Sources for Solutions

A new breed of social entrepreneurs could change our city - with a little help.



The most exciting things happening in Memphis these days aren't in the halls of power or among the power brokers. Instead, they are produced by a burst of entrepreneurship unseen here in 30 years.

However, this time, the energy comes from a special breed of entrepreneurs – social entrepreneurs.

It shouldn't be surprising that our city's rich history of business entrepreneurship should be followed by an era of social entrepreneurs who measure success in social value rather than profits. They see citizens as sources for solutions rather than as problems. They also are not inspired by small-scale ideas but by ideas that can change Memphis. Most of all, they don't wait for City Hall or any other leaders for permission.

Signs of their work are everywhere: Margot McNeeley's Project Green Fork. Ekundayo Bandele's Hattiloo Theatre. Aaron Shafer's Skatelife Memphis. Emily Trenholm and Sarah Newstok's Livable Memphis. Brian Stephens and Darrell Cobbins' Rebuild Government. Melissa Petersen's local food movement. Charlie Santo's Memphis Music Magnet Project. Roblyn Webb's Freedom Preparatory Academy. John Kirkscey's Memphis Art Park. Eric Matthews' Launch Memphis. There are others: Laura Adams' Shelby Farms Park. Brad Leon's Teach For America. Elizabeth Lemmonds' MemphisConnect. Austin Baker's Spirit of Memphis. Jamal McCall's KIPP Academy. John Lawrence's anti-sprawl work. Cardell Orrin's African-American arts and business leadership. And many, many more.

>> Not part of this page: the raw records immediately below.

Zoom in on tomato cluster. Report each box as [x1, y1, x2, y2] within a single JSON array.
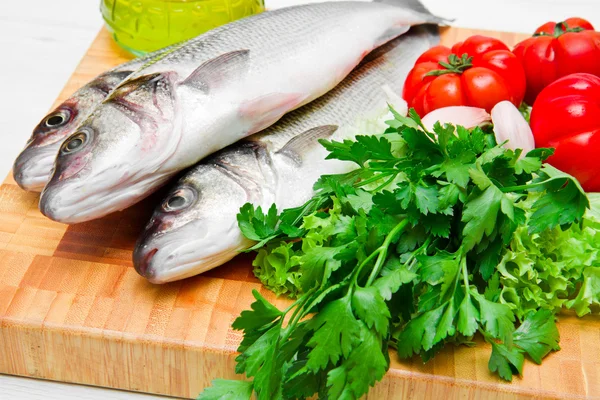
[[514, 18, 600, 104], [403, 18, 600, 192], [403, 36, 526, 115]]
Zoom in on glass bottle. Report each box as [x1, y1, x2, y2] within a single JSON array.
[[101, 0, 265, 56]]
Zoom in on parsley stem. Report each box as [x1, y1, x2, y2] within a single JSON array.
[[282, 288, 315, 340], [370, 174, 399, 193], [287, 295, 310, 326], [304, 281, 349, 319], [460, 254, 471, 298], [282, 281, 349, 343], [478, 327, 494, 343], [365, 219, 410, 287], [404, 236, 433, 267], [282, 265, 350, 342], [353, 248, 384, 286], [283, 288, 314, 315], [367, 167, 401, 173], [290, 194, 328, 227], [354, 171, 396, 189]]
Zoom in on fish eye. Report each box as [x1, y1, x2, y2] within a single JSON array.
[[163, 187, 196, 212], [45, 110, 70, 128], [61, 130, 89, 155], [168, 196, 186, 208]]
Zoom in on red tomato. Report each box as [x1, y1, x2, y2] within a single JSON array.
[[403, 36, 526, 115], [415, 45, 451, 64], [530, 73, 600, 191], [513, 17, 600, 104], [535, 18, 595, 35], [452, 36, 510, 59]]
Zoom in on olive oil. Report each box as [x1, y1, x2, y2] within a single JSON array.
[[101, 0, 265, 56]]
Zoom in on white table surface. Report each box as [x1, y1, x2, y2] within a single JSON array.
[[1, 0, 598, 398]]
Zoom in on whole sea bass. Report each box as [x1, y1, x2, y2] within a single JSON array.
[[133, 26, 440, 284], [40, 0, 442, 224], [13, 46, 174, 191]]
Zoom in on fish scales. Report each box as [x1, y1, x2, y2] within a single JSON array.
[[134, 4, 402, 77], [133, 25, 440, 283], [40, 0, 441, 223], [255, 27, 439, 150]]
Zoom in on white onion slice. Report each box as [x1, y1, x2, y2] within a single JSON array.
[[491, 101, 535, 155], [421, 106, 491, 132]]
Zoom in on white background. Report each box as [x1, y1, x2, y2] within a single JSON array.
[[0, 0, 598, 398]]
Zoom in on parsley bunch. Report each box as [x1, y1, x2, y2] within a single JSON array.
[[199, 109, 593, 400]]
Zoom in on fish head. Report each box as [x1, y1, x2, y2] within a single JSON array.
[[133, 158, 264, 284], [14, 99, 91, 191], [14, 71, 132, 192], [39, 72, 179, 223]]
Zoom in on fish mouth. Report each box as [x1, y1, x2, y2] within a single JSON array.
[[133, 218, 250, 284], [39, 170, 173, 224], [13, 146, 58, 192], [134, 247, 158, 278]]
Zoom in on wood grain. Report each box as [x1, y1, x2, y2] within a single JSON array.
[[1, 26, 599, 399]]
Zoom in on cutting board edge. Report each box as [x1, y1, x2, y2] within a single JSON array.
[[0, 321, 239, 398], [1, 322, 569, 400]]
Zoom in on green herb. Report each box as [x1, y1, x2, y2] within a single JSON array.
[[199, 109, 593, 400], [518, 102, 532, 123]]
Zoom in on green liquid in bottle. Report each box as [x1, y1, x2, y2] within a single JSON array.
[[101, 0, 265, 56]]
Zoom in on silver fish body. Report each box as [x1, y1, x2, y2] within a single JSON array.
[[40, 0, 442, 224], [13, 46, 175, 192], [134, 25, 440, 283]]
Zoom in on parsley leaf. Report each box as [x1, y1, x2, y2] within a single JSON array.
[[373, 263, 417, 301], [513, 309, 560, 364], [327, 325, 388, 399], [235, 323, 281, 377], [527, 165, 589, 233], [352, 286, 391, 336], [233, 290, 283, 332], [457, 295, 479, 337], [396, 304, 446, 357], [197, 379, 254, 400], [418, 251, 460, 302], [474, 293, 515, 344], [205, 108, 598, 399], [488, 341, 524, 382], [305, 297, 361, 372], [462, 185, 503, 251], [320, 135, 394, 167], [237, 203, 279, 242]]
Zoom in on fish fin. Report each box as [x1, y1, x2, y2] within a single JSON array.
[[109, 70, 136, 81], [240, 92, 308, 133], [373, 0, 447, 23], [276, 125, 339, 165], [373, 25, 411, 49], [181, 50, 250, 93], [358, 25, 440, 69]]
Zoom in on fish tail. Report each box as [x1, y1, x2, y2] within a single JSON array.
[[374, 0, 450, 24]]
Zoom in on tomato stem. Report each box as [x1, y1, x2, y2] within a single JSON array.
[[534, 21, 585, 38], [425, 53, 473, 77]]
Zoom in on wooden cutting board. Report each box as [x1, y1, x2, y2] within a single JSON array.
[[1, 25, 599, 399]]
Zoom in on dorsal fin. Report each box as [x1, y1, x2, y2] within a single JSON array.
[[276, 125, 339, 164], [181, 50, 250, 93]]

What they have in common is that all would resist being given credit for any of these important projects, because they know their success came from many people. It is this ability to rally others around their big ideas that characterizes social entrepreneurs most. That and the need to scratch for money and beg for help that define a large part of their day.

That's because unlike business entrepreneurship, it's rare for their socially minded counterparts to find the equivalent of a venture capital fund to encourage them and help them along. While a PBS special refers to them as "the new heroes" and universities research the best ways to create them, many of our social entrepreneurs admit that the harsh realities of Memphis grind many of them down before their ideas have a chance to prove their value.

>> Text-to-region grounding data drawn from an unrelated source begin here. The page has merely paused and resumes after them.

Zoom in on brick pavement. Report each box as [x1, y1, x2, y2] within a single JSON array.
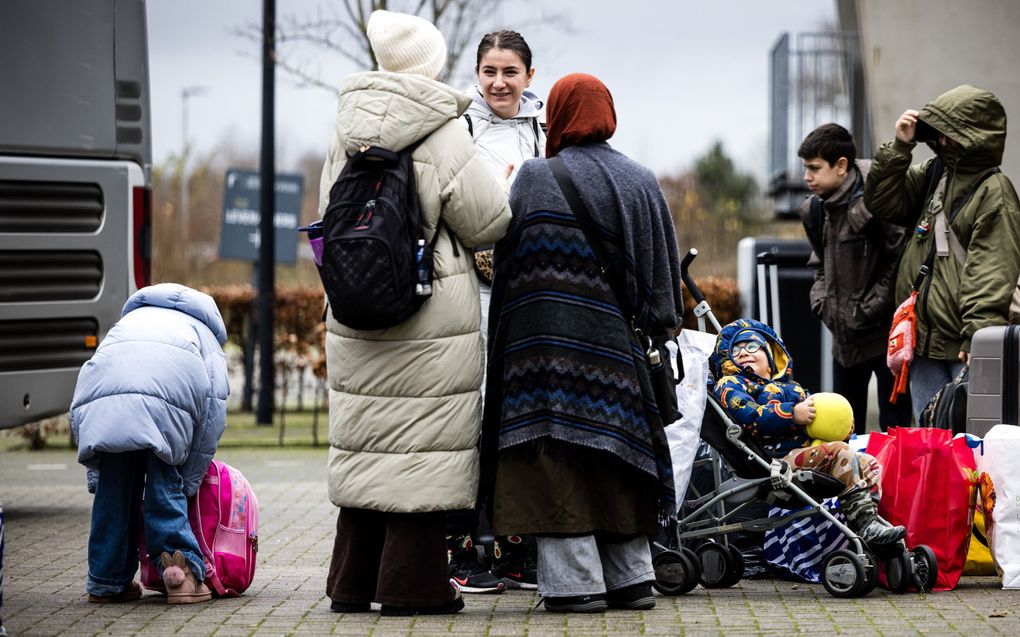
[[2, 447, 1019, 636]]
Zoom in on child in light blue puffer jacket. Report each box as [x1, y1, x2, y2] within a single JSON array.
[[71, 284, 229, 605]]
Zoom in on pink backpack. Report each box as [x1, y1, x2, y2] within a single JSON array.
[[139, 460, 259, 597]]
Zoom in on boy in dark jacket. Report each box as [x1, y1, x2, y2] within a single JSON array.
[[864, 85, 1020, 421], [798, 124, 911, 432], [711, 319, 904, 547]]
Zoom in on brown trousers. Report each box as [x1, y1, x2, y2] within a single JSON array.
[[326, 507, 454, 607]]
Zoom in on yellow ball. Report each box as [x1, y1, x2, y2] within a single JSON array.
[[805, 392, 854, 442]]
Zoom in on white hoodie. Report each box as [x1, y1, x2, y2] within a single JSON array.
[[463, 87, 546, 185]]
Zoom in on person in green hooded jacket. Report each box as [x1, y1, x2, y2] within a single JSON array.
[[864, 85, 1020, 422]]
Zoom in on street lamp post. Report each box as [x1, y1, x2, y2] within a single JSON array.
[[180, 85, 207, 234]]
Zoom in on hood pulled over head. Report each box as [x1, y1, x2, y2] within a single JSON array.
[[709, 318, 793, 382], [915, 84, 1006, 170]]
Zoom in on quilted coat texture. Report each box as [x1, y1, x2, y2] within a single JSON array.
[[71, 284, 229, 496], [319, 71, 512, 512]]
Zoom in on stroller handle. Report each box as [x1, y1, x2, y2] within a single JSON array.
[[680, 249, 707, 304]]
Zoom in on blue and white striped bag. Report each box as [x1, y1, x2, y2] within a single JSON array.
[[763, 497, 849, 582]]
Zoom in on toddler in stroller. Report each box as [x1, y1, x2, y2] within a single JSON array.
[[652, 250, 937, 598], [710, 318, 905, 549]]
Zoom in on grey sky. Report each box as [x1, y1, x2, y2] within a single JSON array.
[[147, 0, 833, 178]]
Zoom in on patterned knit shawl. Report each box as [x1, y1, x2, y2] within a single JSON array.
[[481, 143, 682, 515]]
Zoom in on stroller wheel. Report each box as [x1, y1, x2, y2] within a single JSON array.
[[858, 548, 878, 597], [696, 543, 740, 588], [910, 545, 939, 592], [720, 544, 744, 587], [821, 549, 868, 598], [884, 545, 912, 594], [681, 550, 697, 578], [679, 547, 701, 592], [652, 550, 694, 596]]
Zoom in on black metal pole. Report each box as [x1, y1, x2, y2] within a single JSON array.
[[241, 264, 258, 412], [256, 0, 276, 425]]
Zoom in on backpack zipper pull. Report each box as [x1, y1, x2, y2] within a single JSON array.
[[415, 239, 433, 298], [355, 200, 375, 230]]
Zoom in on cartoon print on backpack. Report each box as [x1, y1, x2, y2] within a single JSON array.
[[138, 460, 259, 598]]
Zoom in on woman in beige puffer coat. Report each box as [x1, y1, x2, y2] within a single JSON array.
[[321, 10, 511, 617]]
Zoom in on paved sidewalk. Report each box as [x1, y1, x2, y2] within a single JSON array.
[[2, 447, 1019, 636]]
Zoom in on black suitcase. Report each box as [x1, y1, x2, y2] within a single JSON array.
[[967, 325, 1020, 436]]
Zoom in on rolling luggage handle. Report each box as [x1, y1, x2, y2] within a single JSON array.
[[1004, 325, 1019, 426], [755, 251, 782, 338]]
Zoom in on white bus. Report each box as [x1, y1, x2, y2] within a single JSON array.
[[0, 0, 152, 429]]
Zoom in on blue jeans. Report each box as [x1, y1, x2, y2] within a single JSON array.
[[87, 450, 204, 596], [909, 356, 966, 424]]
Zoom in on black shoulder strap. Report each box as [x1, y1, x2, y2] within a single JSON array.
[[530, 118, 541, 158], [805, 194, 825, 257], [922, 157, 945, 201], [848, 164, 866, 204], [548, 156, 633, 324], [462, 113, 474, 137]]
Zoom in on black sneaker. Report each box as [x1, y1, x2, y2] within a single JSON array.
[[490, 537, 539, 590], [606, 583, 655, 610], [495, 566, 538, 590], [329, 600, 371, 613], [543, 594, 607, 613], [449, 550, 506, 593], [380, 593, 465, 617], [490, 558, 538, 590]]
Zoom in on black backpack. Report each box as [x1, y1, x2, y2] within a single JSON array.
[[318, 144, 438, 330], [919, 365, 969, 433]]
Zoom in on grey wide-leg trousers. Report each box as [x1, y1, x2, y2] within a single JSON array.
[[536, 535, 654, 597]]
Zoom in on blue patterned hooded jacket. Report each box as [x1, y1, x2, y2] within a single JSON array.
[[709, 318, 810, 457]]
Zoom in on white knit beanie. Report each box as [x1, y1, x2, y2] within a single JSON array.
[[367, 10, 447, 79]]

It's too bad, because their projects prove they are not mere dreamers. All of these people are intensely focused, and they know how to develop business plans and ambitious strategies to implement their visions — qualities they share with business entrepreneurs. What is different from the private sector is the limited access to money, and unfortunately, the general complacency in Memphis about the innovations that flow from them sends the message that grassroots opinion doesn't count.

To counter that, John Kirkscey suggested that a social venture fund "would open up a pool of entrepreneurs and attract the best and brightest who want to be part of creating a real, authentic, creative city rather than going into investment banking." For social entrepreneurs, he said, it's about the same risk/reward ratio that business entrepreneurs use, because "altruism isn't enough to keep people here if they can't earn a living."

He proposed that a social venture capital fund could set milestones and require business plans, designs, and goal posts for progress. "Each time someone reaches a milestone, money could kick in," he said. "Seed funds just need to be a small amount that allows people to live while proving that they can reach the first goal post. If they don't make it, there is no more money. If they do, they get funds so they can move to the second goal post, and if they reach it, then there is more. There is no money without progress and success."

Ed Glaeser, Harvard University economics professor and director of the Taubman Center for State and Local Government, told Leadership Memphis recently that the smartest thing that a city can do is to find, develop, and attract smart people and get out of the way. That advice applies to entrepreneurs wherever you can find them, he said.

To quote Kirkscey: "People doing socially beneficial things should get paid for their work. Otherwise, we have perverted the incentive system and it does not reward people who want to create a good society. Creative people, artists, and entrepreneurs all take risks, and together, we can make Memphis the Petri dish for creativity. Now, many people feel like they are hacking through the jungle with a machete trying to find the way to a real, authentic city."

In a city constantly in search of its brand, helping these social entrepreneurs succeed just might be the best one of all.